My siblings and I recall these stories to this very day. Our vocabularies grew as our parents talked about churning, milk cans and threshers. We listened with wide eyed wonder to tales of blizzards and tornadoes. We rooted for our parents as they described attempting something they had never done before. We grew to know people, places and ideas through rich descriptions which brought these stories to life.
Everyday conversations with children, while very important, are different from stories. Conversations are about the here and now covering topics familiar to us. Conversational sentence length is shorter and less descriptive than stories since the speaker and listener are in the same place experiencing the same things. Our sentences are brief because we use body language, facial expressions and the environment to add meaning to our words.
Stories on the other hand, whether told or read, kick language up a notch. Children benefit from experiencing these words on steroids.
As bloggers you participate in a form of storytelling. As you write each post, you think about the words and pictures that will best illustrate the message you want to share. Words and pictures are a powerful tool. These rich vocabulary experiences need to be shared with children.
So how can we help families develop oral story traditions? By taking time to expand our own conversations into story sharing experiences with the families and children in our lives. If you know of families who would like a few story telling ideas, I have some. As a speech and language pathologist, I am rarely at a loss for words.
A Handout to Jump Start Family Storytelling:
Home is Where Your Story Begins and Language Grows
14 thoughts on “Home is Where Your Story Begins and Language Grows”
What a lovely way to start my day! Thank you so much. I think it is a great reminder as we head into Thanksgiving and the other Holidays. Great time to start a storytelling tradition for those who haven’t got one, and a better time (and way to learn how) to start.
Thanks! And boy, I miss those big family dinners with everyone reaching and talking and laughing.
Sharing our stories is the best gift, isn’t it, during the holidays and any time.
Loved this post too.
It reminded me of our own family dinners together as I was growing up. Of course, I had 10 brothers and sisters and so with 13 at mealtime, we actually often ate in shifts. The wee little ones first, then the middle group and then the almost adults among us. I was the 7th child so I often got to sit with the older ones and that was exciting and fun. But no matter which sitting, we were often all in the kitchen together and you can only imagine the fun and lively conversations.
GREAT blog today.
Picturing your family enthralled with the stories of the days of old.
I have three siblings in my family and even that was quite lively.
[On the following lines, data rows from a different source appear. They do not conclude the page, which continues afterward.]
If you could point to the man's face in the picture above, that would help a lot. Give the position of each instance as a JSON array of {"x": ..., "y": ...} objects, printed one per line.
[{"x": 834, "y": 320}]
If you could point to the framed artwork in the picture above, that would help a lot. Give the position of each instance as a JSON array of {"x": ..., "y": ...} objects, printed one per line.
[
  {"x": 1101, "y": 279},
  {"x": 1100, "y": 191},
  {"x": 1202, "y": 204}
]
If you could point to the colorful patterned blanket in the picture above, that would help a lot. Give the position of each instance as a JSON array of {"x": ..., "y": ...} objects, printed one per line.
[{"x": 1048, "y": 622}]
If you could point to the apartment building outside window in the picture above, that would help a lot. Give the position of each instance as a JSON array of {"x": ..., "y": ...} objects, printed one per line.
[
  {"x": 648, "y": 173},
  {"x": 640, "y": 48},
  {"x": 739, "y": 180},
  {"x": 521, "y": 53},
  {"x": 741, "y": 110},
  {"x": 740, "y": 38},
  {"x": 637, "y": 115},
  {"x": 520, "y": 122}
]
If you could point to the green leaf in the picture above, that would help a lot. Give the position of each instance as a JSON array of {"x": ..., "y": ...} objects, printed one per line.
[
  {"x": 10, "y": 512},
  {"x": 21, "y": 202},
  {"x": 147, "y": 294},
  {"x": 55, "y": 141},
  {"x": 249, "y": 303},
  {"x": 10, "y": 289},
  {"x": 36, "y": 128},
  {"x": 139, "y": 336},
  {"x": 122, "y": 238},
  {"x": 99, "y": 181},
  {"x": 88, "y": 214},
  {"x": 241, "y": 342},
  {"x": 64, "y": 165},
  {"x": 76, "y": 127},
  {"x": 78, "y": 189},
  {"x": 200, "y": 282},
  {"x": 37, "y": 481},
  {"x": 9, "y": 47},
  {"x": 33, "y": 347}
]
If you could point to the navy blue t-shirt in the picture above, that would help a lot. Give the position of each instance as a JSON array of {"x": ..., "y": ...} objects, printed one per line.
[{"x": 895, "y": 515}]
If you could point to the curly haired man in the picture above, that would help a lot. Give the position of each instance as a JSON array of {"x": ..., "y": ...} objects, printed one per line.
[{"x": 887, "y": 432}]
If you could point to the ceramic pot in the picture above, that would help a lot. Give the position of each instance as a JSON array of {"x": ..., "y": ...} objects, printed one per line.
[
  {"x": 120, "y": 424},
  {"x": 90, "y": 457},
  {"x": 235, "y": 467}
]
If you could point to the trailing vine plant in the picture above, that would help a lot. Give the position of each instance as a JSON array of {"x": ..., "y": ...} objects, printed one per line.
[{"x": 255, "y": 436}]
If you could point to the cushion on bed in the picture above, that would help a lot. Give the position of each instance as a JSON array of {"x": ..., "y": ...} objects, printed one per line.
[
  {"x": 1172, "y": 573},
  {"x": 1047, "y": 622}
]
With 13 you must have many, many stories.
Lovely reminder of family dinners so long ago. I think I need to start having my grandchildren here for a sit down dinner soon and start a new tradition of story telling.
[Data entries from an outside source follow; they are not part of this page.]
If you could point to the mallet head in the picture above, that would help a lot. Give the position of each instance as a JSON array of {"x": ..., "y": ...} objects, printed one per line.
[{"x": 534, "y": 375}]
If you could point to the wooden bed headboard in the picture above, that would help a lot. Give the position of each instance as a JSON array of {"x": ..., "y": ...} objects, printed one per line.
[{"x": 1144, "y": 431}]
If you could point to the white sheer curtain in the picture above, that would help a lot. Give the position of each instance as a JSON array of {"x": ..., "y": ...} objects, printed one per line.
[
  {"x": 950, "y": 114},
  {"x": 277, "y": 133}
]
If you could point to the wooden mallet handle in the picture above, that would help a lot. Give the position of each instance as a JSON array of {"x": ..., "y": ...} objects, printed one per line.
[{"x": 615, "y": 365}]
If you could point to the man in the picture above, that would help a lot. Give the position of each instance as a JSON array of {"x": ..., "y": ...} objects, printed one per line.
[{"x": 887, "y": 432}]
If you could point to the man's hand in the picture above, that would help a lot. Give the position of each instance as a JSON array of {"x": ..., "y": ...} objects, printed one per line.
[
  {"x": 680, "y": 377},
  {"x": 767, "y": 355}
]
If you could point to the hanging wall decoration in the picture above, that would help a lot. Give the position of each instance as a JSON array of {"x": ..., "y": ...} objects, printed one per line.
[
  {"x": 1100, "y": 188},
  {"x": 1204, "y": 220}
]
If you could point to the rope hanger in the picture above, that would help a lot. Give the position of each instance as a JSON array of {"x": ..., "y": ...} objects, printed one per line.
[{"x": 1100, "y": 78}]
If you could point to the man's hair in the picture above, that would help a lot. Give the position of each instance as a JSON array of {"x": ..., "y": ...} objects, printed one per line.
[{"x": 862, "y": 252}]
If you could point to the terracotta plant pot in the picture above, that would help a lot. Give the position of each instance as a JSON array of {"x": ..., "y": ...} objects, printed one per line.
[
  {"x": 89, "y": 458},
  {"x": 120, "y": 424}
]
thanks for the idea. It is time to turn the story telling up a notch.
Hope to hear all about it on your blog!
Thanks for sharing. What a great reminder! “Once there was this woman from a blog called Prairie Wisdom that shared a wonderful tool to help Mommy tell stories. Would you like me to share one?” How’s that? :)
Perfect… as you are.
My brothers kids are still young, and to connect with them, I tell them stories about when their father was a little boy. Nothing else I do enthralls them like the old stories!
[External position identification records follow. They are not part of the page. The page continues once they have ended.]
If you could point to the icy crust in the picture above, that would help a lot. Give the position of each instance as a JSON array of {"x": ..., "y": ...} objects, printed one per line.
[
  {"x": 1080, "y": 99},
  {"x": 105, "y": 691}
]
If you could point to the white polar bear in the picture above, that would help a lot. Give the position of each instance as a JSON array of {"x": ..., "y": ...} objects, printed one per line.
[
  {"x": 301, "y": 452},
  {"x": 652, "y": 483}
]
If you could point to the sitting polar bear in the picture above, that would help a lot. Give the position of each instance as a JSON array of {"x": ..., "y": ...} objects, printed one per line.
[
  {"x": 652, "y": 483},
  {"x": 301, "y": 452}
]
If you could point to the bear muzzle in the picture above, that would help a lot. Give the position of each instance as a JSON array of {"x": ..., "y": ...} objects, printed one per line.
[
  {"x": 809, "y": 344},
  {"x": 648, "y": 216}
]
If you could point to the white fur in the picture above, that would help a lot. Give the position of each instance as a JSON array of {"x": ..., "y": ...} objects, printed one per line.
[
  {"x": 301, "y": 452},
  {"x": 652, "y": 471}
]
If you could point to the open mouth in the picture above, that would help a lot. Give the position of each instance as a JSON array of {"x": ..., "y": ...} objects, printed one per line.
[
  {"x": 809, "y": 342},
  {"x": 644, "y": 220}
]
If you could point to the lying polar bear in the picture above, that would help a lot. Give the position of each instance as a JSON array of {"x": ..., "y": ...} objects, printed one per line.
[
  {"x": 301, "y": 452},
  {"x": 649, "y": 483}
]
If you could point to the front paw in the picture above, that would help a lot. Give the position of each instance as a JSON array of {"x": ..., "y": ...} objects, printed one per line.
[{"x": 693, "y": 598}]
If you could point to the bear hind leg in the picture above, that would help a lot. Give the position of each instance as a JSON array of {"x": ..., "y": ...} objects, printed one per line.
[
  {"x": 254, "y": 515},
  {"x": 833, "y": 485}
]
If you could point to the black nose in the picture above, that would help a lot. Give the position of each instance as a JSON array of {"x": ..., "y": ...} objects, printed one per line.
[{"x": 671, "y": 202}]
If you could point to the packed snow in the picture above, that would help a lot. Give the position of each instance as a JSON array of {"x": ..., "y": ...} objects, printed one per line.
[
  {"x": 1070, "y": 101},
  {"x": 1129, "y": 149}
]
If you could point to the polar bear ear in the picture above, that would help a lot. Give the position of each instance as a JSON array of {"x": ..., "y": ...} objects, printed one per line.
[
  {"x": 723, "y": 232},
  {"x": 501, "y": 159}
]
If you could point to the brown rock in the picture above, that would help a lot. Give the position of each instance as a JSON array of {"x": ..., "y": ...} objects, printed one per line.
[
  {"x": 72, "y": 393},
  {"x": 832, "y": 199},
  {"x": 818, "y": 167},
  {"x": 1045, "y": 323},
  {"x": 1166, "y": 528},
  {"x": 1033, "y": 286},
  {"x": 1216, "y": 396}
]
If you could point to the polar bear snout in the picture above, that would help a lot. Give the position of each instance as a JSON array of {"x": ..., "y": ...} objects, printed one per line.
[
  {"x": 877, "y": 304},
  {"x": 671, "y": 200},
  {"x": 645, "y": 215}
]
What lucky kids to have you, a great storyteller, for an auntie.
This is such a wonderful post! May I suggest taking it a step further and putting these stories to pen and paper or to keyboard? I was fortunate enough to have a family where my father, his eight sisters and my grandmother always told us their stories and the previous generation’s stories. As the unofficial family historian/genealogist, I have a ‘family history’ blog so that I can share these stories and old photographs with my siblings and cousins. Recording them will insure that they don’t get lost.
What a great idea and gift to your family and future generations.
I always enjoy your blog but none more than today’s. I am going to recommend reading this post to my daughter. Her son is deaf and she can use all the conversation ideas she can get.
Language, whether verbal, sign or body language, is the key to expressing our thoughts, ideas and dreams. I have the privilege of working with young children who are learning language. I can’t think of a better job in the world.